Ahora imaginemos otra manera de hacerlo, en la que la empresa ordena el pago en pesos y el proveedor recibe reales, sin más. Por debajo sigue habiendo conversión de monedas, liquidez y liquidación -el momento en que el dinero queda efectivamente acreditado-, pero ella ya no ve ese recorrido. El cambio de divisas no se esfumó: solo salió de su pantalla.

Esa posibilidad, todavía más promesa que realidad, recorrió varias de las conversaciones de LATAM Digital Assets Conf 2026, sobre todo las mesas de stablecoins locales, pagos transfronterizos y tarjetas.

El cambio que ocurre sin que lo veas

El mercado cambiario -el FX, por sus siglas en inglés- es el sistema global donde una moneda se cambia por otra.
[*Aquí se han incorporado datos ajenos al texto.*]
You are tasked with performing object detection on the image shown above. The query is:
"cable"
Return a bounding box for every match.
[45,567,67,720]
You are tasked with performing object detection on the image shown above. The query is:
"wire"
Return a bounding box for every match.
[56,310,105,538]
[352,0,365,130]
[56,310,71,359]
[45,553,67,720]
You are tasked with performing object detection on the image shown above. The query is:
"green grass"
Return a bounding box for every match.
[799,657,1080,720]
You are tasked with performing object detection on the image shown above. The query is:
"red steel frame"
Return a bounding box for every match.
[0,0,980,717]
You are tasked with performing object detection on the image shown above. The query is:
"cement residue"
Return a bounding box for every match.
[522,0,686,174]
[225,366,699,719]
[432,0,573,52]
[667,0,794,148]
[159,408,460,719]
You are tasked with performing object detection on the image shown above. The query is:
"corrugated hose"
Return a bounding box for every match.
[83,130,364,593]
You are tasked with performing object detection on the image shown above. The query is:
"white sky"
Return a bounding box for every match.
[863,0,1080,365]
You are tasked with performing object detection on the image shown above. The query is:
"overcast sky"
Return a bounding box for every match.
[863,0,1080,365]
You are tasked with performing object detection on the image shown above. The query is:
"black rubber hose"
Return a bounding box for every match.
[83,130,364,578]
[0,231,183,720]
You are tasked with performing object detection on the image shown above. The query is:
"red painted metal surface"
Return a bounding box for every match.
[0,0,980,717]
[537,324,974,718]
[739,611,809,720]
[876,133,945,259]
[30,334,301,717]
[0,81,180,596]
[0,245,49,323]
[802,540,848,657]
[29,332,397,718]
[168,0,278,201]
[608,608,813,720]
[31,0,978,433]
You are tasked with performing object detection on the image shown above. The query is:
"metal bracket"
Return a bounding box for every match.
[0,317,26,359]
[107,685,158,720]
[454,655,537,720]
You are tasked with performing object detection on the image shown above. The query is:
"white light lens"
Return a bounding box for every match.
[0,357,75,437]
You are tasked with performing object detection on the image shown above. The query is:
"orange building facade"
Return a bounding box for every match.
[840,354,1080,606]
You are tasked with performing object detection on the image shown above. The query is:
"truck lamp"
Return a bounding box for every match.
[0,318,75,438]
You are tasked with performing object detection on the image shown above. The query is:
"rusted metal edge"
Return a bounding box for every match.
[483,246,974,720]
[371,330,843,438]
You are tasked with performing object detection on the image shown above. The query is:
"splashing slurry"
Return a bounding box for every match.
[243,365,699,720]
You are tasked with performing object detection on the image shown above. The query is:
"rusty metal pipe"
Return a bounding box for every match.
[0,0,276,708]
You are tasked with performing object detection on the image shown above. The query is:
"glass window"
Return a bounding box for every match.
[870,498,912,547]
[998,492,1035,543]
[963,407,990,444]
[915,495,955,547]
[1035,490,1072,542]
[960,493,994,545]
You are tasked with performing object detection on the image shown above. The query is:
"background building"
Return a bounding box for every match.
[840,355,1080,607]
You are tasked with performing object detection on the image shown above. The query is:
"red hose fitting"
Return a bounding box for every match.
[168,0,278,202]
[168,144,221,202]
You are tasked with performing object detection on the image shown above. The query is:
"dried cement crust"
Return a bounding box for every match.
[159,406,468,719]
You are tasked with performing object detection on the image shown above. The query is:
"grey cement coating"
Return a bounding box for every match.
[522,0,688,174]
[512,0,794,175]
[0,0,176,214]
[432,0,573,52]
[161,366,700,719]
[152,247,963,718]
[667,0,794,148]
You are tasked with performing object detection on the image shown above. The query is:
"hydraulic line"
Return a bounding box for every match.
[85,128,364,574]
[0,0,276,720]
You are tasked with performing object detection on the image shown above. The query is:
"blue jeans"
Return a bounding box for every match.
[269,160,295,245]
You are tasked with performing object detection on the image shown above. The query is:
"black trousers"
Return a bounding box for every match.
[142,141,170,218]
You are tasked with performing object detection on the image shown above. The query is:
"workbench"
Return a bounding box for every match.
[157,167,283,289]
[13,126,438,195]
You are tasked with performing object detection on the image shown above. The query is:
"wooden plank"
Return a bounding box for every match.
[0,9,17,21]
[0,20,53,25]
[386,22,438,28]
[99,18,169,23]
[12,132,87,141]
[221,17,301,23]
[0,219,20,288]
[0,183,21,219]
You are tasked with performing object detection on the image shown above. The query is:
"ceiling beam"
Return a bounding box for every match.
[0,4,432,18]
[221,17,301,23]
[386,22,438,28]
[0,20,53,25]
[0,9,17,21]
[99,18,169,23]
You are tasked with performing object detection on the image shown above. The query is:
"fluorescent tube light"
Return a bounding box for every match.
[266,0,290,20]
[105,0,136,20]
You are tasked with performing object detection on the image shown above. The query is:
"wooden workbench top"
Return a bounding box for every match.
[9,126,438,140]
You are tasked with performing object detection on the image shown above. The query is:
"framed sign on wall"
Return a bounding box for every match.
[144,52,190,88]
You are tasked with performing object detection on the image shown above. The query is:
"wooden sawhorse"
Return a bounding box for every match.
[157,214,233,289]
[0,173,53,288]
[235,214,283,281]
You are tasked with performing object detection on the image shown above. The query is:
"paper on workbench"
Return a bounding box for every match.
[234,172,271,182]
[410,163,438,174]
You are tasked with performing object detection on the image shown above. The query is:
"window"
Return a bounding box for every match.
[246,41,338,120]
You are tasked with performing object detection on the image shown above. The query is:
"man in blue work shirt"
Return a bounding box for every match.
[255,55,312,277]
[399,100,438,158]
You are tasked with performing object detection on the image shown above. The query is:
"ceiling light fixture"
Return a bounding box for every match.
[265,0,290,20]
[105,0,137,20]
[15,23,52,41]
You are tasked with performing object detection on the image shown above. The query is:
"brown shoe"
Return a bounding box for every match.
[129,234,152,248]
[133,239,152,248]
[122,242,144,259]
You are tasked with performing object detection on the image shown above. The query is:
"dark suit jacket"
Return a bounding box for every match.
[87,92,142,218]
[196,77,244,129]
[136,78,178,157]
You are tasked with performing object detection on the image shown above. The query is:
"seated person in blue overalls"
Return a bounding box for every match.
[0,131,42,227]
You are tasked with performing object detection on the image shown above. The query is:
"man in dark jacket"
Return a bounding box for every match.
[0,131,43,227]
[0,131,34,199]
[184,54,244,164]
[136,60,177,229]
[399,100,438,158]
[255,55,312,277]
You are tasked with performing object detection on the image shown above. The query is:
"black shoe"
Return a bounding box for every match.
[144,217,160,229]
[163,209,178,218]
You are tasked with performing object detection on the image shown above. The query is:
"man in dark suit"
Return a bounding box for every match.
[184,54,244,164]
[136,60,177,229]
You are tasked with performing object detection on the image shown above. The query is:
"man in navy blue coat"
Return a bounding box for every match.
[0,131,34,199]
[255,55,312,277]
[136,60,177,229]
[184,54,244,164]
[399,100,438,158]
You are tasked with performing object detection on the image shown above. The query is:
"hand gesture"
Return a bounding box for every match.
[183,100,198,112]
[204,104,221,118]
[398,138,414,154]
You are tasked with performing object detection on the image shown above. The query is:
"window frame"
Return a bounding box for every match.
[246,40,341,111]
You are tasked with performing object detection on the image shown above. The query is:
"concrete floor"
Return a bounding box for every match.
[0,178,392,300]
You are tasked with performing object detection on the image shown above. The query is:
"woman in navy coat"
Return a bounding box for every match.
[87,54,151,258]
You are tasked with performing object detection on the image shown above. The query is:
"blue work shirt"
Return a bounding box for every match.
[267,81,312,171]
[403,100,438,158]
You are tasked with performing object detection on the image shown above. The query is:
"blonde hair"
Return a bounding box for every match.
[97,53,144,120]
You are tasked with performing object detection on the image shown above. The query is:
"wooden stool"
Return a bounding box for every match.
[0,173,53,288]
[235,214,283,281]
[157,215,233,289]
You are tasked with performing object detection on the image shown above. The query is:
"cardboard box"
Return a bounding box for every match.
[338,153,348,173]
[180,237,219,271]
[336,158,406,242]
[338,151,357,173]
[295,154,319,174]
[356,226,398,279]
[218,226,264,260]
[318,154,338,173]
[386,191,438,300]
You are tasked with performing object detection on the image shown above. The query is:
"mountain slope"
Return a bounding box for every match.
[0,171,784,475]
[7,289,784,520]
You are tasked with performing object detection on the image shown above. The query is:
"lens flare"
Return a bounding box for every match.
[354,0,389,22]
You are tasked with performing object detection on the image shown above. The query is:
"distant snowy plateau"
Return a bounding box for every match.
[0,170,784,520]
Durante décadas fue algo que el usuario notaba de manera explícita: sabía que estaba comprando dólares, veía la cotización y pagaba la diferencia entre el precio de compra y el de venta.

Uno de los participantes del panel de stablecoins locales sugirió que ese paso podría dejar de sentirse. Si dos monedas -por ejemplo, real y peso- pudieran convertirse de forma directa en la cadena, resueltas por mecanismos automáticos de mercado, el usuario dejaría de vivir el FX como una etapa aparte; en sus palabras, sencillamente «no lo vería».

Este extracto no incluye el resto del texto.